Either life was much better back then in general, or because I was only about ten and I had literally no responsibilities other than whether or not I’d brought my bike in, but seeing Willis casually flinging Alan Rickman off the top of towers in a sweaty blood-soaked white vest was certainly a thrill that you can’t replicate by reading about pints costing £12 and whether or not someone from Made in Chelsea is or isn’t scared about living in Dubai.
So instead lets pretend we are still living in those action-packed glory days, saying things like ‘Yippee-kay-ay motherfucker’ while paying £4 a litre for petrol. Back then, Hollywood was ruled by three muscle-bound action heroes: Willis, Stallone and Schwarzenegger, consistently making ‘turn off your brain and enjoy’ popcorn spectacles that made billions at the box office, when they weren’t opening up ill-advised restaurant franchises.
And 1988’s Die Hard was probably the best of those, a classic ‘man on the street gets dragged into an explosive crisis and sorts it all out by shooting people in the face and getting home in time for Christmas’ affair, Willis crawling around air ducts in very much on fire tower buildings and becoming a proper Hollywood star in the process.
But while the rest of the world wasn’t quite au fait with Willis’s shaved head and cigarettes before that point, his fame had been steadily growing in his homeland for some years thanks to his being cast in the network TV comedy Moonlighting in 1985, a show co-starring Cybill Shepherd in which the pair played private detectives in Los Angeles solving cases that would run for four years, earning 40 Emmy nominations and a Golden Globe win for each of the leads.

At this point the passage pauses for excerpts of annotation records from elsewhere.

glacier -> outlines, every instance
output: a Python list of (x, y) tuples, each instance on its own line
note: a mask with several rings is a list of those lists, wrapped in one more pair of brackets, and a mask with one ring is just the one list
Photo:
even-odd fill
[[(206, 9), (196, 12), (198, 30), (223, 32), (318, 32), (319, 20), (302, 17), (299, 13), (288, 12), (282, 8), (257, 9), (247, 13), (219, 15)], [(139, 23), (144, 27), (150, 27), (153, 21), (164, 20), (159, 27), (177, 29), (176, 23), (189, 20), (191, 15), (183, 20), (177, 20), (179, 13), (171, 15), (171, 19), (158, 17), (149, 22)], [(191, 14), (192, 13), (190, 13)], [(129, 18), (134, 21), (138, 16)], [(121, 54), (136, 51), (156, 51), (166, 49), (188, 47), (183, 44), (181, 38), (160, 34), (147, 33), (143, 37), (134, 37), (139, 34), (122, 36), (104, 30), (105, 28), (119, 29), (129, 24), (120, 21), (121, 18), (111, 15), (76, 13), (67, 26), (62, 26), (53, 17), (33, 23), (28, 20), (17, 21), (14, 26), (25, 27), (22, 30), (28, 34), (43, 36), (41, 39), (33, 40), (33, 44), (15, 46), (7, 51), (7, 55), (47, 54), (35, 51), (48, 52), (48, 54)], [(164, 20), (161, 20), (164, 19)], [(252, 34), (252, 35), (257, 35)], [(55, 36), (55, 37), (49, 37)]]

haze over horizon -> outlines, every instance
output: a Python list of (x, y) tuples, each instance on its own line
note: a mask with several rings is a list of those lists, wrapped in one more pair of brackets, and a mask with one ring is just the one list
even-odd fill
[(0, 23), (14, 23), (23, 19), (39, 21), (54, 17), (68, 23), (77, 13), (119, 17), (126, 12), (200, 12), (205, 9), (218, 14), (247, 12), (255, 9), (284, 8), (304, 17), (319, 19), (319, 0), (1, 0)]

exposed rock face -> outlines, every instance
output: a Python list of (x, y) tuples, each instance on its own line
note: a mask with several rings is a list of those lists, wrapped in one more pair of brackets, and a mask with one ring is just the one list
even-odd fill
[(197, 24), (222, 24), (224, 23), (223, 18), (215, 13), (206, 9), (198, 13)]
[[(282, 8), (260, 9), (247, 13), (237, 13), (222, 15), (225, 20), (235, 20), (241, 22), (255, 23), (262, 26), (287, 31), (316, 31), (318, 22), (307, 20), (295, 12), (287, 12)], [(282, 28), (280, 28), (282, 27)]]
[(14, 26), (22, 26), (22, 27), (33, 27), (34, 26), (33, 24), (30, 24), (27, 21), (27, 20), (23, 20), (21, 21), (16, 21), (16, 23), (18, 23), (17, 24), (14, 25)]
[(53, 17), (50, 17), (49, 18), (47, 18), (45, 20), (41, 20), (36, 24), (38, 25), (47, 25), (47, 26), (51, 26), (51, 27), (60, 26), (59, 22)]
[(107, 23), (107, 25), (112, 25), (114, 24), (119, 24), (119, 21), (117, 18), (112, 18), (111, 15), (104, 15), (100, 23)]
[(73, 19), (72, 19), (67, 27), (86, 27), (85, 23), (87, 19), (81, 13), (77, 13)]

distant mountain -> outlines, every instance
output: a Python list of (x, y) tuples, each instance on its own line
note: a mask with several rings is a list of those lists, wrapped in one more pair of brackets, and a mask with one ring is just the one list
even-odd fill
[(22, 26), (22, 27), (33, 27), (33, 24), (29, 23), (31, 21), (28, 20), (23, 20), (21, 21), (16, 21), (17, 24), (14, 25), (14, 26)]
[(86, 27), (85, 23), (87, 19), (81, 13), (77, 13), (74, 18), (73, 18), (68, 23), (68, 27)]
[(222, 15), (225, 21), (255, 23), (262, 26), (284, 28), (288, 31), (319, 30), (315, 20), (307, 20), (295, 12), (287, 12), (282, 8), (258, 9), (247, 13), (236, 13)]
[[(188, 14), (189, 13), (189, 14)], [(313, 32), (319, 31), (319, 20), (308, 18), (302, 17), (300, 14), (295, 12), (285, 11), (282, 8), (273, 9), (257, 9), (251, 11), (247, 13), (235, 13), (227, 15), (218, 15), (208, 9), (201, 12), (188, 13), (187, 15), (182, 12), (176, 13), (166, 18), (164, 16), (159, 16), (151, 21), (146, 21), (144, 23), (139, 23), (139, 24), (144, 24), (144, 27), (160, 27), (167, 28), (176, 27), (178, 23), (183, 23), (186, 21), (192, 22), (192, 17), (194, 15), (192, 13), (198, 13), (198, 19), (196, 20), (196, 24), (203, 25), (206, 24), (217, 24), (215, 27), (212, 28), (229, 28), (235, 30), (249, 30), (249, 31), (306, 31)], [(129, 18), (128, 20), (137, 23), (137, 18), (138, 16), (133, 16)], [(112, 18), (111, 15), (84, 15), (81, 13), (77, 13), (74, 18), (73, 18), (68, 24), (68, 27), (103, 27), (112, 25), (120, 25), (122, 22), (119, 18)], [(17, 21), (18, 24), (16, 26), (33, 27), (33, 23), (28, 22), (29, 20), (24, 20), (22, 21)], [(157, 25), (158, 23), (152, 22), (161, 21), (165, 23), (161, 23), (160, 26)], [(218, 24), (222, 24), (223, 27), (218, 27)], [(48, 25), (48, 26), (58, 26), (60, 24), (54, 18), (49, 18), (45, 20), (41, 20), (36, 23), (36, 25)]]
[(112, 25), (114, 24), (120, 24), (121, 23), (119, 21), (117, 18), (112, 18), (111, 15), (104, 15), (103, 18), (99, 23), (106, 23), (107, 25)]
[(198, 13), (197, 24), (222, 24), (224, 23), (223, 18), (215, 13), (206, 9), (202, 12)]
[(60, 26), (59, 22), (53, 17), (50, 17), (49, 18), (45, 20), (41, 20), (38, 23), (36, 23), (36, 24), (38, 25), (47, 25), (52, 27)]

Prior to the show, Willis had been in New York, bartending while looking for acting jobs, failing one audition to appear with Madonna in Desperately Seeking Susan. He had little money and lived in a small apartment in a rough area of the city before he was invited by a girlfriend to fly out to LA for a visit. While there, his agent back in New York arranged for him to do two auditions, one for the cop comedy Police Academy, which he didn’t get and the other for Moonlighting, which he did.
He recalled the change in his life once he got the part, saying: “It was thrilling. Television makes you really famous.”
But adding: “I still haven’t recovered from it. I don’t think I handled it very well, the first few years. I was 29. I wasn’t equipped for it and there’s nothing that prepares you for it.”
Eventually, in 1989, Moonlighting was cancelled after ratings began to slip; the two leads were tiring of the roles, Shepherd because she had new twins and Willis because Die Hard had become a global smash, and he wanted to make more movies. Which he did, over 100 of them in fact.